Statistical analysis
Clinical data from both patients and HCs were analyzed using SPSS 26 (IBM Corp., Armonk, NY, USA). Age differences were evaluated using a nonparametric test, while chi-square tests were employed for gender distribution. All tests were two-tailed with a significance threshold set at P<0.05.

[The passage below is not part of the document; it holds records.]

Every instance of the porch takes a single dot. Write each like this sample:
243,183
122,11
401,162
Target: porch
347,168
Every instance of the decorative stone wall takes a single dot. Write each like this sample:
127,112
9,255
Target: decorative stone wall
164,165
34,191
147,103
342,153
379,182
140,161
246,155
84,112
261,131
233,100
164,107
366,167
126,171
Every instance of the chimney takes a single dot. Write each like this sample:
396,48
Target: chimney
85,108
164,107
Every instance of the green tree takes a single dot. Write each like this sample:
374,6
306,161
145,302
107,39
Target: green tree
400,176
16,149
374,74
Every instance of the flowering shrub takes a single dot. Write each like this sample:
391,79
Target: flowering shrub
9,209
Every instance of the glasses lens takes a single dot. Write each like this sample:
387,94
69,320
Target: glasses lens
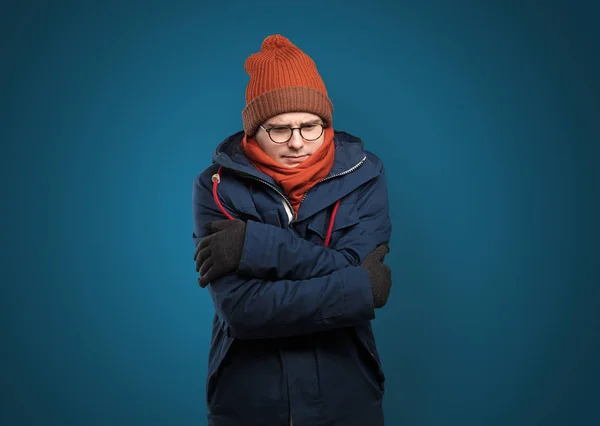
311,132
280,134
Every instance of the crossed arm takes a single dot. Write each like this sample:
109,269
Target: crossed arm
310,287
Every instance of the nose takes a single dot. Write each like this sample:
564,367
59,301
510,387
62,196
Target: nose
296,142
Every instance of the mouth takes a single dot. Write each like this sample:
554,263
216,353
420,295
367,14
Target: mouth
295,158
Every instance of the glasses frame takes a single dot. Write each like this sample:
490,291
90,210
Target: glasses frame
292,132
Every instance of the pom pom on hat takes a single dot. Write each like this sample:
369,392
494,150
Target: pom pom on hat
282,79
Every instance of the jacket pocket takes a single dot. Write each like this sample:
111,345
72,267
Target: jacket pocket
219,351
366,340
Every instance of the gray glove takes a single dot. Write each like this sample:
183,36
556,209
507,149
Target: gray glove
380,275
220,252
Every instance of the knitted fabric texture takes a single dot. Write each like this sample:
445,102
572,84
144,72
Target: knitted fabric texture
282,79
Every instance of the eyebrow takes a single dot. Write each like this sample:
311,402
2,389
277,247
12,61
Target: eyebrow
305,123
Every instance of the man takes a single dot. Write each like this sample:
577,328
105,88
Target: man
291,226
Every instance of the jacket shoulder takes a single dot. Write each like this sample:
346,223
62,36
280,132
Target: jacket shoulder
375,161
204,178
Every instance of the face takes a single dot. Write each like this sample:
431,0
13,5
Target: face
296,150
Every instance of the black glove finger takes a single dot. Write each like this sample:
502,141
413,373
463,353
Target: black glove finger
205,242
210,275
203,255
205,267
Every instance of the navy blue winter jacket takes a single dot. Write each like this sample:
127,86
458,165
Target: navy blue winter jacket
292,336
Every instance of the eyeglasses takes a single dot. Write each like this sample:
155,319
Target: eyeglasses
282,134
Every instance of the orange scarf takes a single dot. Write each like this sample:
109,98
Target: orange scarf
295,181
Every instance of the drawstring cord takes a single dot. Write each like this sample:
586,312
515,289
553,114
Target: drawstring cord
216,178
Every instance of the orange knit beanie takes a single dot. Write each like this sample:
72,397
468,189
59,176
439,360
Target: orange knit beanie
282,79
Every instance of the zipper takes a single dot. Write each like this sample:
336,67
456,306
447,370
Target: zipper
273,187
283,196
350,170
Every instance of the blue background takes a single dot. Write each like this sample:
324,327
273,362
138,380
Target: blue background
487,118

For ReHo analysis, a two-sample t-test was carried out on a voxel-by-voxel basis within a predefined gray-matter mask via DPABI. Covariates including age, gender, education level, and MRI scanner type were controlled in the analysis. DPABI software was used for thresholding statistical maps. We applied threshold-free cluster enhancement (TFCE) and familywise error correction (FWE) for multiple comparison corrections, with a significance level set at P<0.05. A total of 5,000 permutations were performed for each test.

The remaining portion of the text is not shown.